Bravos do pelotão
No “Glacier de la Plaine Morte” o
infortúnio bateu-nos à porta
Começo
esta crónica com um poema que muitos atribuem a Gabriel Garcia Marquez e que
outros tantos, mais puristas, afirmam que o homem nunca poderia ter escrito uma
“bostada” desta natureza.
Meus
amigos, digam-me lá se após a leitura do “pó da Ema” conseguem ficar insensíveis
a este tipo de merdas. “Of course there is shit and shit”.
“Se por
um instante Deus se esquecesse que sou uma marioneta de trapo e me oferecesse
mais um pouco de vida, não diria tudo o que penso, mas pensaria tudo o que
digo.
Daria valor às coisas não pelo que valem, mas
pelo que significam.
Dormiria pouco, sonharia mais.
Entendo que por cada minuto que fechamos os
olhos, perdemos 60 segundos de luz.
Andaria quando os outros param, acordaria
quando os outros dormem.
Ouviria quando os outros falam e como
desfrutaria de um bom gelado de chocolate…
Se Deus me
oferecesse um pouco de vida, vestir-me-ia de forma simples, deixando a
descoberto não apenas o meu corpo, mas também a minha alma.

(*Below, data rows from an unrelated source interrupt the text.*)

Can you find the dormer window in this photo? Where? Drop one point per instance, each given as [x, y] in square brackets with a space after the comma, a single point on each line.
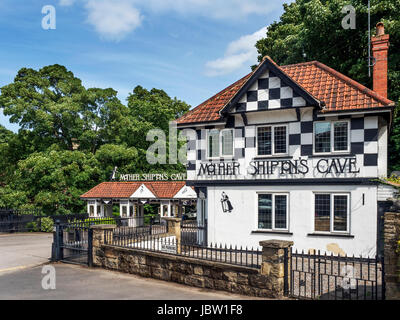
[331, 136]
[220, 143]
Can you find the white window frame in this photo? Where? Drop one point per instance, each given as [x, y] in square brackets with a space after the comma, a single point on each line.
[233, 143]
[332, 195]
[332, 142]
[273, 211]
[273, 140]
[220, 155]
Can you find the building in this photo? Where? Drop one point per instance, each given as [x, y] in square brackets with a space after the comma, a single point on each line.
[294, 153]
[131, 196]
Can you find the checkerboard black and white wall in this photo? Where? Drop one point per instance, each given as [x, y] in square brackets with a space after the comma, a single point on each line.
[268, 93]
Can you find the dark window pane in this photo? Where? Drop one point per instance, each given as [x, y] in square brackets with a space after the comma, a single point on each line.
[280, 211]
[264, 141]
[340, 213]
[213, 143]
[322, 212]
[341, 136]
[323, 137]
[280, 139]
[227, 142]
[265, 211]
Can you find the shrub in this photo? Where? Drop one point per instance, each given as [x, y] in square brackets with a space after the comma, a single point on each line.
[32, 226]
[47, 224]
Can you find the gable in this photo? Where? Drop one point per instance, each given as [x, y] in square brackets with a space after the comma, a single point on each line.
[269, 92]
[143, 192]
[186, 193]
[313, 81]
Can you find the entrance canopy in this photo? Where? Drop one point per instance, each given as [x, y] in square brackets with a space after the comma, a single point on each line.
[172, 196]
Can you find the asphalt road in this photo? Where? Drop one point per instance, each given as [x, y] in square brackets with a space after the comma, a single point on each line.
[81, 283]
[24, 250]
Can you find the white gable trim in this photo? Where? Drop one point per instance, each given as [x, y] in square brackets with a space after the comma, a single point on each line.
[186, 193]
[143, 192]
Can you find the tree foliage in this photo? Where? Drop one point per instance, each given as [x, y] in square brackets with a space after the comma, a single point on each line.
[312, 30]
[72, 137]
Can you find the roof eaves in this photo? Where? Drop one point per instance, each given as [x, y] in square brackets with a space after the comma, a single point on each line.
[355, 84]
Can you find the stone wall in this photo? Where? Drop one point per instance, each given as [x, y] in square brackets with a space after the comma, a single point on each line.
[392, 257]
[265, 282]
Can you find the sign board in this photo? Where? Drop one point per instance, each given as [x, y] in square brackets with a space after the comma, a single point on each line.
[169, 248]
[152, 177]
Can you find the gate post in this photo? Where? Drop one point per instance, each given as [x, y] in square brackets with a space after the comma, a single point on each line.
[90, 248]
[174, 229]
[58, 238]
[392, 255]
[98, 239]
[276, 265]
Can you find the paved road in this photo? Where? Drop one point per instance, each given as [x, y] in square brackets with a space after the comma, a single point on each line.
[81, 283]
[23, 250]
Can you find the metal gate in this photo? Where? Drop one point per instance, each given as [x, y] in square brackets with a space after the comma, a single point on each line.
[73, 243]
[329, 277]
[194, 233]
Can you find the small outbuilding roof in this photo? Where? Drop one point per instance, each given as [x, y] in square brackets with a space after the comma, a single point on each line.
[121, 190]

Meu Deus, se eu tivesse um coração, escreveria
meu ódio sobre gelo e esperava que nascesse o sol.
Pintaria com um sonho de Van Gogh as estrelas
de um poema de Benedetti, e uma canção de Serrat seria a serenata que oferecia
à Lua.
Regaria as rosas com minhas lágrimas para
sentir a dor dos seus espinhos e o beijo encarnado das suas pétalas.
Meu Deus,
se eu tivesse um pouco mais de vida, não deixaria passar um só dia sem dizer às
pessoas de quem gosto que gosto delas.
Convenceria cada
mulher ou homem que é o meu favorito e viveria apaixonado pelo Amor.

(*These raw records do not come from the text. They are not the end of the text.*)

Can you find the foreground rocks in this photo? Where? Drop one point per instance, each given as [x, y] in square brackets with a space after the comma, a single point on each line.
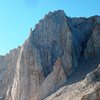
[49, 57]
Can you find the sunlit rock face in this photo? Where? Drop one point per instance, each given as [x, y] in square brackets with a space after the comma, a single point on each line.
[51, 54]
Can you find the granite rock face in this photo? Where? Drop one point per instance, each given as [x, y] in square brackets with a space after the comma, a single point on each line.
[7, 69]
[48, 57]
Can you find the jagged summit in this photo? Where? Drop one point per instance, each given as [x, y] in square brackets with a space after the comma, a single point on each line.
[56, 48]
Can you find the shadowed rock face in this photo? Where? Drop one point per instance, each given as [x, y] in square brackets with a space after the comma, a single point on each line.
[49, 55]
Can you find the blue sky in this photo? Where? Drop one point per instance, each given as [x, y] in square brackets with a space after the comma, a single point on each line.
[18, 16]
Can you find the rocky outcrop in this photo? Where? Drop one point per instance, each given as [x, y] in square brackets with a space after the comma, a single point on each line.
[95, 95]
[93, 44]
[7, 69]
[48, 57]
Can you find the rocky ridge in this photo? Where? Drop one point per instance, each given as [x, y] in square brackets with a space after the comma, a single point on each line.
[55, 50]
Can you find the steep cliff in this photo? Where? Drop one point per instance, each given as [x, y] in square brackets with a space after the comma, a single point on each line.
[49, 56]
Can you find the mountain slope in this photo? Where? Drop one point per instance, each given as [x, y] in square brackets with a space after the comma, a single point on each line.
[54, 54]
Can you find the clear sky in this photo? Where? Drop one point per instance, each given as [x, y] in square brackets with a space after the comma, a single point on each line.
[18, 16]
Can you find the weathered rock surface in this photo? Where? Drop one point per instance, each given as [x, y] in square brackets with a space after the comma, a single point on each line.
[49, 57]
[7, 69]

Aos Homens, provar-lhes-ia como estão
equivocados ao pensar que deixam de se apaixonar quando envelhecem, sem saberem
que envelhecem quando deixam de se apaixonar.

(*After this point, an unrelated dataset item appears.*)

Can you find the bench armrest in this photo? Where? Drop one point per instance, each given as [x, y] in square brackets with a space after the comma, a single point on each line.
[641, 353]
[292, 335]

A uma criança dar-lhe-ia asas, mas teria de
aprender a voar sozinha.
Aos velhos, ensinar-lhes-ia que a morte não
chega com a velhice, mas sim com o esquecimento.
Tantas coisas aprendi com vocês Homens.
Aprendi
que todo o mundo quer viver em cima de uma montanha, sem saber que a verdadeira
felicidade está na forma de subir a encosta.
Aprendi que quando um recém-nascido aperta com
sua pequena mão, pela 1ª vez, o dedo de seu pai, o tem agarrado para sempre.
Aprendi que um Homem só tem direito a olhar
outro de cima para baixo quando vai ajudá-lo a levantar-se.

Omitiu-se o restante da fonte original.